Note that I have had to increase the jute.maxbuffer size on our CLIENTS (also
to 64MB), because we were hitting buffer size limitations while just trying to
list all the child znodes in a large tree (we have millions of znodes in a
quorum). I do see in the documentation that the recommendation is to set the
client and server sides to the same value to ensure there aren’t any issues
when dealing with large znodes, but to reiterate, we don’t have large
individual znodes.
It therefore seems that the scope of the jute.maxbuffer setting extends beyond
just controlling the size of individual znodes.
The exception below was encountered without any client involved… this quorum
has been running for several years and just started experiencing this problem
yesterday, and then suddenly several nodes were unable to read its own snapshot
(I did use the snapshot tool to extract the data as JSON, around 500MB, as a
sanity check to see if the snapshot file was corrupted).
Can anyone provide more information as to how this setting impacts the server
and this particular behavior, and possibly make some best practice
recommendations?
Thanks!
/Ryan
Exception sample:
2025-04-25 06:50:28,808
[QuorumPeer[myid=12](plain=disabled)(secure=[0:0:0:0:0:0:0:0]:2281)] INFO
server.DataTree - The digest in the snapshot has digest version of 2, with zxid
as 0xb7000139cd, and digest value as 14144770427753881
2025-04-25 06:50:28,913
[QuorumPeer[myid=12](plain=disabled)(secure=[0:0:0:0:0:0:0:0]:2281)] ERROR
quorum.QuorumPeer - Unable to load database on disk
java.io.IOException: Unreasonable length = 2164400
at
org.apache.jute.BinaryInputArchive.checkLength(BinaryInputArchive.java:166)
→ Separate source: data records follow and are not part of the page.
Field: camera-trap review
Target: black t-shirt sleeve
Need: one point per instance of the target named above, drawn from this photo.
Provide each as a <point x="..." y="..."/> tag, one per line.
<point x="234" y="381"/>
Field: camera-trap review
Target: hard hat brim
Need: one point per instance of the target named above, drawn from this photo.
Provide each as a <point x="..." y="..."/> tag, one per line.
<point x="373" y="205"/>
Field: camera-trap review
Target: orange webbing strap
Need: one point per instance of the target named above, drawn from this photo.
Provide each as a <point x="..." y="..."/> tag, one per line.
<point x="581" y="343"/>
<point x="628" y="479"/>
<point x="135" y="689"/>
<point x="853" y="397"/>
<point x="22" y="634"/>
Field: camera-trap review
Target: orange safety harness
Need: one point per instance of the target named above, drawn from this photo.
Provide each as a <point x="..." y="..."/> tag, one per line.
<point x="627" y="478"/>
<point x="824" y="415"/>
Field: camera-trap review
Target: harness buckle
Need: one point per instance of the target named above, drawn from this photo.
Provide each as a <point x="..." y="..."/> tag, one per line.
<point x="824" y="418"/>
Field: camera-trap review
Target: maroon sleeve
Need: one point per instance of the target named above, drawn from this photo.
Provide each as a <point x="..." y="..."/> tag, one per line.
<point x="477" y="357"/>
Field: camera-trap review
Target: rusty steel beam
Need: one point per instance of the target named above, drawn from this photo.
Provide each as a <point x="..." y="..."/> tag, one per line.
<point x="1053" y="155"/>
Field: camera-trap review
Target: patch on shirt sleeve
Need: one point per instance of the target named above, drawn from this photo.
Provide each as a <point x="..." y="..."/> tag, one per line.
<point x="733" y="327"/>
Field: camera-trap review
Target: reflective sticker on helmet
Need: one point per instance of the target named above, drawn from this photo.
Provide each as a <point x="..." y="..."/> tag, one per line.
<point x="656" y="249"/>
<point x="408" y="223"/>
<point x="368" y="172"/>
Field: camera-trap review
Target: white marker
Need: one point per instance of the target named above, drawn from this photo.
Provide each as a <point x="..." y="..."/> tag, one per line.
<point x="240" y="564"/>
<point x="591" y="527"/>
~[zookeeper-jute-3.8.3.jar:3.8.3]
at
org.apache.jute.BinaryInputArchive.readBuffer(BinaryInputArchive.java:127)
~[zookeeper-jute-3.8.3.jar:3.8.3]
at
org.apache.zookeeper.server.persistence.Util.readTxnBytes(Util.java:159)
~[mdtzookeeper.dist.jar:3.8.3]
at
org.apache.zookeeper.server.persistence.FileTxnLog$FileTxnIterator.next(FileTxnLog.java:750)
~[mdtzookeeper.dist.jar:3.8.3]
at
org.apache.zookeeper.server.persistence.FileTxnSnapLog.fastForwardFromEdits(FileTxnSnapLog.java:361)
~[mdtzookeeper.dist.jar:3.8.3]
at
org.apache.zookeeper.server.persistence.FileTxnSnapLog.lambda$restore$0(FileTxnSnapLog.java:267)
~[mdtzookeeper.dist.jar:3.8.3]
at
org.apache.zookeeper.server.persistence.FileTxnSnapLog.restore(FileTxnSnapLog.java:312)
~[mdtzookeeper.dist.jar:3.8.3]
at
org.apache.zookeeper.server.ZKDatabase.loadDataBase(ZKDatabase.java:285)
~[mdtzookeeper.dist.jar:3.8.3]
at
org.apache.zookeeper.server.quorum.QuorumPeer.loadDataBase(QuorumPeer.java:1146)
[mdtzookeeper.dist.jar:3.8.3]
at
org.apache.zookeeper.server.quorum.QuorumPeer.getLastLoggedZxid(QuorumPeer.java:1326)
[mdtzookeeper.dist.jar:3.8.3]
at
org.apache.zookeeper.server.quorum.FastLeaderElection.getInitLastLoggedZxid(FastLeaderElection.java:870)
[mdtzookeeper.dist.jar:3.8.3]
at
org.apache.zookeeper.server.quorum.FastLeaderElection.lookForLeader(FastLeaderElection.java:943)
[mdtzookeeper.dist.jar:3.8.3]
at
org.apache.zookeeper.server.quorum.QuorumPeer.run(QuorumPeer.java:1509)
[mdtzookeeper.dist.jar:3.8.3]